Was Dad such a gas gauge guru that he never once let the Travelall run out of fuel and strand us by the side of the road to make a game of throwing pebbles at a tin can on a fence post while we waited for rescue?
As for the back seat, there was plenty of room – but we youngsters still endlessly struggled to occupy and defend the portions of it we felt were ours. “Dickie”, “Jackie” and I didn’t need to spot a VW Beetle to play Slug Bug – slugging happened quite organically for us. Sharing, however, did not. The concept tended to be forgotten when buttons on a museum display needed pressing, or when there was only change enough to activate the “Magic Fingers” on one motel room bed. But somehow we got along.
Well – mostly.
I recall Rich’s loving to read aloud from travel guides and pamphlets as we toured every kind of natural and historical wonder throughout the country. And from age nine, Jack began developing his own visual sense by capturing moments with a camera:I was very young for most of these trips. And while I can remember details here and there, much of what I carry is just the feeling of being on the road, exploring the world as a family – and absolutely loving it!

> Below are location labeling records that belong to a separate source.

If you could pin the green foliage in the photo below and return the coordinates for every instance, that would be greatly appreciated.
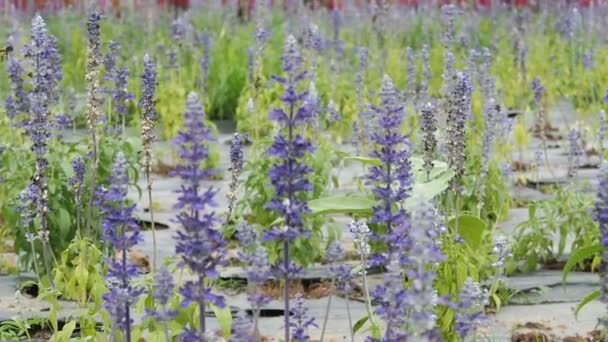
(564, 216)
(470, 228)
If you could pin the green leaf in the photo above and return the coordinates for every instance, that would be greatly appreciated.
(471, 228)
(578, 256)
(340, 204)
(224, 318)
(588, 298)
(360, 323)
(66, 333)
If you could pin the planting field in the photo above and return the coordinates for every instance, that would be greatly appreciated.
(374, 172)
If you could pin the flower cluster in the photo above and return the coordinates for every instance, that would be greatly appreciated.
(411, 72)
(393, 149)
(236, 161)
(288, 175)
(426, 73)
(428, 126)
(205, 60)
(200, 245)
(301, 321)
(148, 105)
(121, 231)
(458, 104)
(17, 101)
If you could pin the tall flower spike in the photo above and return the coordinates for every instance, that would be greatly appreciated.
(93, 104)
(426, 74)
(199, 244)
(301, 321)
(411, 73)
(458, 102)
(428, 125)
(205, 61)
(236, 166)
(148, 117)
(393, 149)
(121, 231)
(491, 111)
(44, 59)
(289, 174)
(17, 101)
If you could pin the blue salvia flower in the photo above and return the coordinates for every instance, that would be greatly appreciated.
(289, 173)
(393, 149)
(333, 113)
(261, 21)
(411, 72)
(236, 166)
(120, 230)
(538, 89)
(424, 254)
(172, 62)
(200, 245)
(242, 328)
(457, 109)
(601, 217)
(341, 273)
(313, 102)
(77, 180)
(426, 74)
(501, 252)
(179, 30)
(360, 125)
(110, 60)
(393, 302)
(469, 316)
(448, 70)
(120, 94)
(428, 126)
(148, 105)
(17, 101)
(448, 15)
(301, 322)
(45, 61)
(491, 111)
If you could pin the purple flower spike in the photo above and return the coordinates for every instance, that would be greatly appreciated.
(394, 151)
(121, 231)
(301, 322)
(289, 174)
(200, 245)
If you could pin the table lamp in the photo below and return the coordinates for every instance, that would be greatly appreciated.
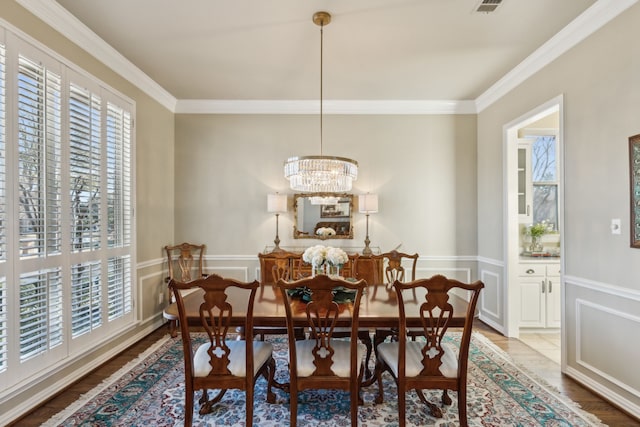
(367, 204)
(277, 203)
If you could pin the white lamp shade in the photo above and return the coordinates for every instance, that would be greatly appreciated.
(368, 203)
(277, 203)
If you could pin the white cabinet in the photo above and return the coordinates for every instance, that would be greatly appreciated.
(539, 295)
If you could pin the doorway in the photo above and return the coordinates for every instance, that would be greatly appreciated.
(527, 299)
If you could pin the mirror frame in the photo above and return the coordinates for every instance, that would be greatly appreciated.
(300, 234)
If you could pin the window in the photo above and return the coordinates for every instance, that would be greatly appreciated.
(65, 211)
(545, 180)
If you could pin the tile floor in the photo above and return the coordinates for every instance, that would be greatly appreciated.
(546, 343)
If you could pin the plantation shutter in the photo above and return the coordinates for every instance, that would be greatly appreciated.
(3, 213)
(86, 298)
(67, 261)
(39, 207)
(84, 165)
(118, 139)
(118, 175)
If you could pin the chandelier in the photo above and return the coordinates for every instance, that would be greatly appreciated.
(320, 174)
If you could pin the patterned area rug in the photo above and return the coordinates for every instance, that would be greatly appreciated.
(150, 392)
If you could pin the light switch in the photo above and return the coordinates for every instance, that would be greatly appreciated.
(615, 226)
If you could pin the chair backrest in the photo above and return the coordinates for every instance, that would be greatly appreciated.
(435, 314)
(393, 268)
(321, 316)
(185, 261)
(215, 314)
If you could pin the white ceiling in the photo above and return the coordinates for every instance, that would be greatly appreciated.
(400, 50)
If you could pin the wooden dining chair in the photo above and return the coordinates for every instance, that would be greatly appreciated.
(323, 361)
(393, 268)
(432, 362)
(281, 266)
(184, 263)
(222, 362)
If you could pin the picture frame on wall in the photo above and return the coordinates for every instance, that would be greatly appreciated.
(634, 175)
(339, 210)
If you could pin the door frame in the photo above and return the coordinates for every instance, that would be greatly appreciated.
(511, 226)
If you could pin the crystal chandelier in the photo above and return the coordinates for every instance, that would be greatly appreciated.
(320, 174)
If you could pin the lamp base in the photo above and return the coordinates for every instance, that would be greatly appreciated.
(367, 250)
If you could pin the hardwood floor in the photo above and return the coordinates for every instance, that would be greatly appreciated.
(521, 353)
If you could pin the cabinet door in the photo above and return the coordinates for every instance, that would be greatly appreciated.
(554, 311)
(532, 302)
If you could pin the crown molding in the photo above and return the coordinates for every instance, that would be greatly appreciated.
(600, 13)
(350, 107)
(592, 19)
(69, 26)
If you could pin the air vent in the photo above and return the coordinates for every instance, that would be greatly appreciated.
(487, 6)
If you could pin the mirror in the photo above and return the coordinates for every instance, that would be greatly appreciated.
(323, 216)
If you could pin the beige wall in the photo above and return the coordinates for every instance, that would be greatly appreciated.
(601, 85)
(422, 167)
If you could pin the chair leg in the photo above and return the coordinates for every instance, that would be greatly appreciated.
(365, 338)
(270, 377)
(402, 409)
(293, 403)
(462, 405)
(173, 328)
(378, 373)
(188, 406)
(249, 402)
(436, 412)
(446, 399)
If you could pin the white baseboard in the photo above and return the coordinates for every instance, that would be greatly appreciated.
(606, 393)
(47, 392)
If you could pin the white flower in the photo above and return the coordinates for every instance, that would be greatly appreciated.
(314, 255)
(318, 255)
(325, 231)
(336, 256)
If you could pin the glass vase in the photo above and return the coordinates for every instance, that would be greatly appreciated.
(535, 246)
(334, 271)
(317, 269)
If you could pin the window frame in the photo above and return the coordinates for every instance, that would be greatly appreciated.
(13, 371)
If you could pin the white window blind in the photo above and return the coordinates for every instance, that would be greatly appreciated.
(119, 297)
(3, 324)
(39, 122)
(41, 327)
(3, 212)
(86, 298)
(85, 166)
(118, 175)
(66, 212)
(3, 171)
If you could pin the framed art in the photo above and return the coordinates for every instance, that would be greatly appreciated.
(339, 210)
(634, 175)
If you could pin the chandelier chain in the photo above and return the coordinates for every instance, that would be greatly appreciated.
(321, 81)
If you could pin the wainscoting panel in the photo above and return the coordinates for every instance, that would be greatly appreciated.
(601, 325)
(606, 343)
(493, 297)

And ohhh, the things we saw! I hope that when I’m old, as the recollection of where I leave my keys starts to dim, more details from these trips will actually bubble up. But I do hold some images in my mind. Like when Dad made a party out of a lengthy road work delay near the Grand Canyon by breaking out the camp stove for hot drinks and befriending the similarly stranded bakery truck driver just ahead. And when we rode through the night to beat triple-digit heat and saw the sun come up near Gila Bend, Arizona. And when we dined anywhere we pleased on simple fare served off the Travelall’s tailgate – the first and best food truck meals I’ve ever had.
So maybe I am a car enthusiast! Because I love those cars for enabling me to go on some of the most meaningful and cherished journeys of my life. They’re long gone now, those cars. But the mileage I get from remembering where they carried me and those I’ve loved?
Well – there’s not a dashboard long enough for the number.
Once again, Happy New Year! And may 2017 hold for you a wealth of sweet and special journeys!